Editorial: Inky's great escape goes viral

By Roger Moroney

1 comment
Inky's escape from its tank at National Aquarium of New Zealand in Napier has made headlines around the world.
Inky's escape from its tank at National Aquarium of New Zealand in Napier has made headlines around the world.

The remarkable escape of Inky the octopus from what had been his luxury unit at the National Aquarium has made him a star ... not that he knows it.

If he achieved his ambition of returning to the ocean nearby then he will have a lot to say to his new sea-mates, and will most certainly be invited to provide an interview on CNN - Cephalopods Nautical Notices.

The great escape went, as they say, viral. But that's an understatement for it's not every day (or decade for that matter) that a cephalopod mollusc of the octopoda order can make front pages and audio and visual feeds to the extent Inky did.

It fascinated and intrigued me as I called by the aquarium to get a close look at the escape trail and I came away inspired by the skills and determination of a slimy thing with four sets of arms (they are not legs).

As a child I used to be afraid of octopus because they simply looked scary, but today I am filled with admiration at their intelligence, curiosity and powers of observation.

Inky made a plan and he executed it. He knew where to go and how to get there.

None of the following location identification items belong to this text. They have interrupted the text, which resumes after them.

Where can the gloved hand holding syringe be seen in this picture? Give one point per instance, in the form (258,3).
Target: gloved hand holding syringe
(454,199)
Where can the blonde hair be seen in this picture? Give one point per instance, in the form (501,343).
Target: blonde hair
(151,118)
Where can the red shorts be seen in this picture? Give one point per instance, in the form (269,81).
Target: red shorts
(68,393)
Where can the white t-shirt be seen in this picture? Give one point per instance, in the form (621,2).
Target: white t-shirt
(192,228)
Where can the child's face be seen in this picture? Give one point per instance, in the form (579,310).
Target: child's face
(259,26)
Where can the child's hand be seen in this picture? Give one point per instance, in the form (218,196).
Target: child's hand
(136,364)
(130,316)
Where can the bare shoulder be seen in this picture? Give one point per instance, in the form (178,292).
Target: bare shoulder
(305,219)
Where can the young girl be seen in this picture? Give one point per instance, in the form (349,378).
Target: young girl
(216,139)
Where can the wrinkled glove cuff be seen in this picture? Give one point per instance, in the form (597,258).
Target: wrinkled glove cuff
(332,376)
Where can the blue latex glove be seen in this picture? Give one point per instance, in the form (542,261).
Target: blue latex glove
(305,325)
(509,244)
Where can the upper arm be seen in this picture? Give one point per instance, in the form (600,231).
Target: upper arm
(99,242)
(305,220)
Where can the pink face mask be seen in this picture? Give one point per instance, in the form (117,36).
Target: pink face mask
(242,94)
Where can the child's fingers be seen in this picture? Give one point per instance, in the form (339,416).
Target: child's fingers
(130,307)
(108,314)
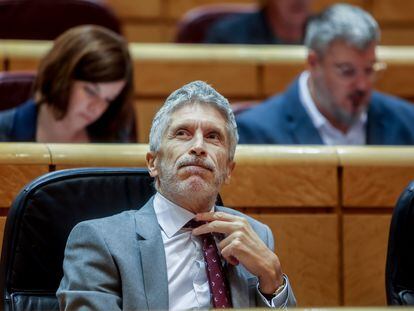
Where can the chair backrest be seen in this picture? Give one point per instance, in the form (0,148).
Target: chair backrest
(193,26)
(15,88)
(41,218)
(47,19)
(399,275)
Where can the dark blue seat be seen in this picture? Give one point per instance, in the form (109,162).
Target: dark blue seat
(399,277)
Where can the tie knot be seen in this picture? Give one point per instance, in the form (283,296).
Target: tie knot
(194,224)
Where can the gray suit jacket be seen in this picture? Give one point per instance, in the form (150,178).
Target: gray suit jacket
(118,262)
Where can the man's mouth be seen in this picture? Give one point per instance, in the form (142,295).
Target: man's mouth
(197,165)
(357,99)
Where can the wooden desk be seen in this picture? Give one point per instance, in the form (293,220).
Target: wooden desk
(238,72)
(156,20)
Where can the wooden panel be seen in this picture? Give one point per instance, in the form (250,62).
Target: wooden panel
(82,155)
(375,176)
(145,111)
(162,78)
(396,80)
(322,4)
(25,55)
(23,64)
(392,35)
(393,10)
(2,225)
(307,246)
(143,32)
(374,186)
(271,176)
(276,77)
(176,8)
(135,8)
(365,248)
(19,164)
(14,177)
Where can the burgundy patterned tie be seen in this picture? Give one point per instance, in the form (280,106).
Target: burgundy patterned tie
(219,289)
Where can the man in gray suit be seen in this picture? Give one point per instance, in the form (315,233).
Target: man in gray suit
(148,259)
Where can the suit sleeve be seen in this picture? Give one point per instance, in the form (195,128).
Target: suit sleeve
(90,276)
(285,298)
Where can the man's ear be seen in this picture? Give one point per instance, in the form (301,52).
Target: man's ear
(230,169)
(152,163)
(313,60)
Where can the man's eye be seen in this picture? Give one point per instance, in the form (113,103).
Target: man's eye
(214,136)
(182,133)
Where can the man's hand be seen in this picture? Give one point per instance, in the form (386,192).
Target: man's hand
(243,245)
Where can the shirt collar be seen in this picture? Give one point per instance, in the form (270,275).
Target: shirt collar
(171,217)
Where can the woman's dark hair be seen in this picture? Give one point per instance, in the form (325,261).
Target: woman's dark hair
(93,54)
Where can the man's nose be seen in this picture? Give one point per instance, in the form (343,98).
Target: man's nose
(198,145)
(363,82)
(97,105)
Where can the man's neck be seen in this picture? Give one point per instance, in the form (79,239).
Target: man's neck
(193,203)
(333,121)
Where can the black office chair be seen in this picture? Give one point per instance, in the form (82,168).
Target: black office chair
(43,214)
(399,275)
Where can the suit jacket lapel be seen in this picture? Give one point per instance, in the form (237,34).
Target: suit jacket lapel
(299,123)
(152,257)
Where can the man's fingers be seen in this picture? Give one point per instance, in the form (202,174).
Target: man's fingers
(214,226)
(211,216)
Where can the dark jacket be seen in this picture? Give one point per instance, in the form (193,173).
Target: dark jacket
(282,119)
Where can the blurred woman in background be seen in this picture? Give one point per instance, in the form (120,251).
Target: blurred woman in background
(82,92)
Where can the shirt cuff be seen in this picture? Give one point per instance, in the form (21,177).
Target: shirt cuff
(280,300)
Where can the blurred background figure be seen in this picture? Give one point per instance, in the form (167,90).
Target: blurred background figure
(82,92)
(334,101)
(277,22)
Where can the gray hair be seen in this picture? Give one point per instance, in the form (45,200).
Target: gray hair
(341,22)
(197,92)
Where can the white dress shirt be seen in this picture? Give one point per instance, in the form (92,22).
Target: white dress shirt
(187,278)
(356,135)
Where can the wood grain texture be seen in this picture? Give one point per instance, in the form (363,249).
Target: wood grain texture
(375,176)
(365,248)
(281,186)
(144,32)
(396,79)
(135,9)
(81,155)
(155,78)
(177,8)
(397,35)
(374,186)
(398,11)
(14,176)
(2,225)
(307,246)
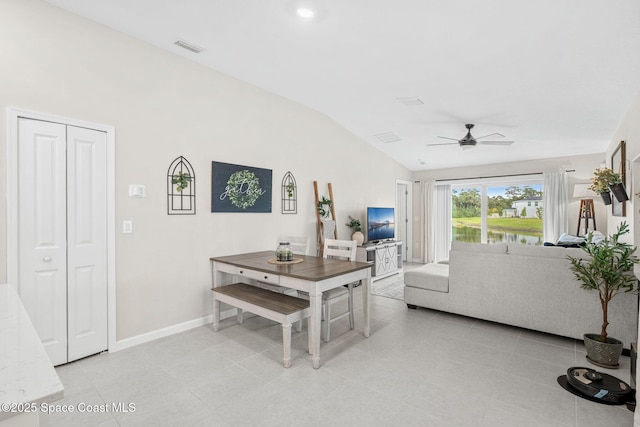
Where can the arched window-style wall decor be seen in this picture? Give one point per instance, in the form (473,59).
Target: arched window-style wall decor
(289,194)
(181,188)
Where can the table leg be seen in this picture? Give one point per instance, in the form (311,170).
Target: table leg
(366,285)
(315,319)
(216,314)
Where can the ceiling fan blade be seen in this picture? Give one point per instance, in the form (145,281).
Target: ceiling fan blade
(491,134)
(496,142)
(444,143)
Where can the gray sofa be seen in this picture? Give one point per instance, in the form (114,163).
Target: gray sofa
(520,285)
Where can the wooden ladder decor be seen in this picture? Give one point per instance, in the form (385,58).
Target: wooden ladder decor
(333,217)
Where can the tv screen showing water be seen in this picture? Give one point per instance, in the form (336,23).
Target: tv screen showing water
(380,224)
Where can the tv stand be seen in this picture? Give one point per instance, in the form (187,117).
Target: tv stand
(386,258)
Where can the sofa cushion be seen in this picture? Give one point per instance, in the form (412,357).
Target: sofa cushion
(497,248)
(546,251)
(433,277)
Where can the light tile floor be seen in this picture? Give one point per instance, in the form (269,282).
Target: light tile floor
(418,367)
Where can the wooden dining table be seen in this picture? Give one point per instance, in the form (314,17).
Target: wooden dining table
(312,274)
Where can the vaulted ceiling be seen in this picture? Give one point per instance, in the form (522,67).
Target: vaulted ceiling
(555,77)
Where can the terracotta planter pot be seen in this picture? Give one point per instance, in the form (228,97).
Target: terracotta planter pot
(358,237)
(619,191)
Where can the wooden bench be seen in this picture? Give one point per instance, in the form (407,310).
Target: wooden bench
(281,308)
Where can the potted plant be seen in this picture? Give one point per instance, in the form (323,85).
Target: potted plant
(605,180)
(609,271)
(290,188)
(356,228)
(328,225)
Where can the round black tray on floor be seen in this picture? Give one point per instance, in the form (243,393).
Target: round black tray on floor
(597,387)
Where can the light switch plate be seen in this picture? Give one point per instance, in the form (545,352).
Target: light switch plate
(137,190)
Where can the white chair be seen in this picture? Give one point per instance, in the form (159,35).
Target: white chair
(340,249)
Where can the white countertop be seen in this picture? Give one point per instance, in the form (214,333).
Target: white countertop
(26,372)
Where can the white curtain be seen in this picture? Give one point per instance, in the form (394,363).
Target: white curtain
(556,201)
(426,227)
(442,222)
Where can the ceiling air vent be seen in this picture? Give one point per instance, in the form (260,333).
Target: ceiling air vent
(388,137)
(189,46)
(410,102)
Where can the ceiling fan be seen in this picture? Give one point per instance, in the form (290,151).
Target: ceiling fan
(469,141)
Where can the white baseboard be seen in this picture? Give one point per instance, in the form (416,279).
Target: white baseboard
(169,330)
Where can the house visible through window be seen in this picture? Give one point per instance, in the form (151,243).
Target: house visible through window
(508,210)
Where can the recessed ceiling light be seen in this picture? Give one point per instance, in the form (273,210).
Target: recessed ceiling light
(410,102)
(388,137)
(305,12)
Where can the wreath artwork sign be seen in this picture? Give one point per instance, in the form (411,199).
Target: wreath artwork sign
(237,188)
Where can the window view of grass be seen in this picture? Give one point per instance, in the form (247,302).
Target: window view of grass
(514,214)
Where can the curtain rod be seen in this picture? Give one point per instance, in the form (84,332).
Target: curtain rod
(496,176)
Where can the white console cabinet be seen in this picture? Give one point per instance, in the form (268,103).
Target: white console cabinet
(385,257)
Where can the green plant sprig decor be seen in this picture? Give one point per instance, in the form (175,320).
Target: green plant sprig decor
(182,179)
(608,270)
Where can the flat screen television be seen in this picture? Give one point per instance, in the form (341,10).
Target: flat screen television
(380,224)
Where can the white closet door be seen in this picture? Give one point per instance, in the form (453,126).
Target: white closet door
(63,236)
(86,241)
(42,231)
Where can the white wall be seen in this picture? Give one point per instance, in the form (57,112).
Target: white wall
(629,131)
(164,106)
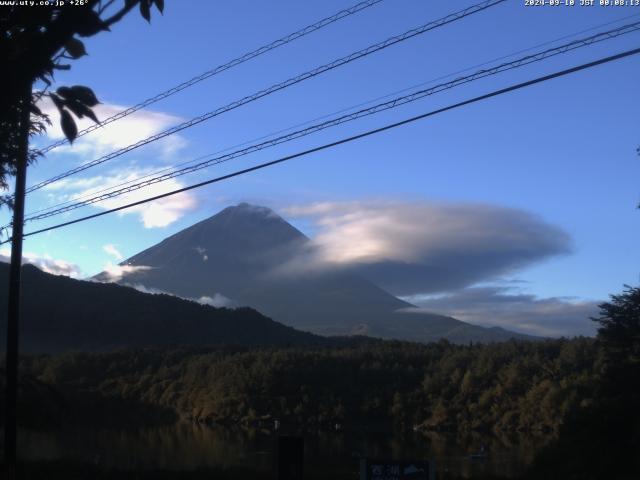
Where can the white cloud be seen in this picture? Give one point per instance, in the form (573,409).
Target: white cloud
(203,253)
(158,213)
(524,313)
(114,273)
(112,250)
(46,263)
(118,134)
(217,300)
(426,247)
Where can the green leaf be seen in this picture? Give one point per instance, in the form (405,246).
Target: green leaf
(84,95)
(64,92)
(68,125)
(35,110)
(57,101)
(81,110)
(75,48)
(145,10)
(89,23)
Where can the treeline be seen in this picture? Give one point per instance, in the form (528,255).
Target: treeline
(524,386)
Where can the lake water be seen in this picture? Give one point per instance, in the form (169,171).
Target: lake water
(187,446)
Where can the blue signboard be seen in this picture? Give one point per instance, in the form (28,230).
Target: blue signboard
(395,470)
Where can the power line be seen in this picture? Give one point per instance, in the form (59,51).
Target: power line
(277,87)
(221,68)
(433,80)
(368,133)
(394,103)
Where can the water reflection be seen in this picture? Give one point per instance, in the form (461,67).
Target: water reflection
(187,446)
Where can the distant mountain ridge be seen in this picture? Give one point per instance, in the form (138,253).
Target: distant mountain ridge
(235,254)
(61,314)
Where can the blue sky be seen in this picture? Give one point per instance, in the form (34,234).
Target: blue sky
(561,153)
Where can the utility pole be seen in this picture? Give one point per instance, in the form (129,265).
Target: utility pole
(15,270)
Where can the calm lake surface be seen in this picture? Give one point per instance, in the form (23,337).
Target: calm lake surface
(187,446)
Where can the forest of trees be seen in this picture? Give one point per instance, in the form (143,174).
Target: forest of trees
(583,390)
(512,386)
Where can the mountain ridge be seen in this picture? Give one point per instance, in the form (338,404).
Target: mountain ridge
(240,253)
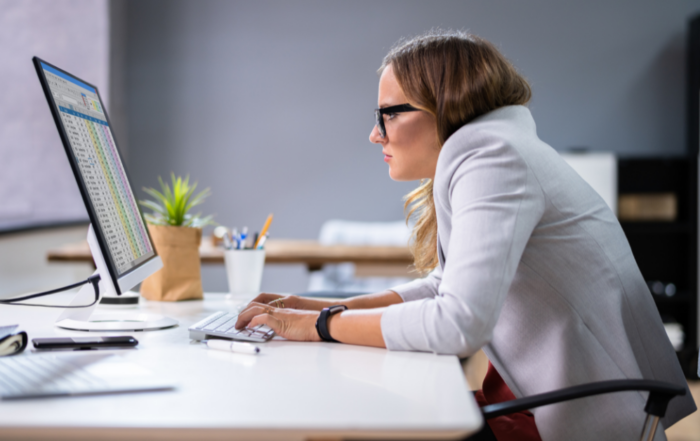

It appears he sensed the aroma of the ocean emerging from a drainage pipe system which led there.

So he waited until the warders had all gone home to bed and set his radar to head east.

As aquarium manager Rob Yarrell said, they are great escape artists as they have the ability to compress themselves down to pretty well nothing.

He wasn't the first to slip and slide into the public eye - at the Island Bay marine education centre in Wellington an octopus was found to be in the habit of visiting another tank overnight to steal crabs before returning to its own.

Inky's antics are now internationally renowned, and applauded, although some animal rights groups were not impressed he had been "caged" in the first place.

But he had a fine home from what I saw and got plenty of kids interested in finding out more about him and his ocean colleagues ... that's a good thing.

His escape was a genuine attention grabber and a colourful diversion from darker events - if only Inky knew what he'd done.

Oh, and I hope he made it back to the reef okay - if that was able to be confirmed I think even Parliament would be interrupted to be given the news.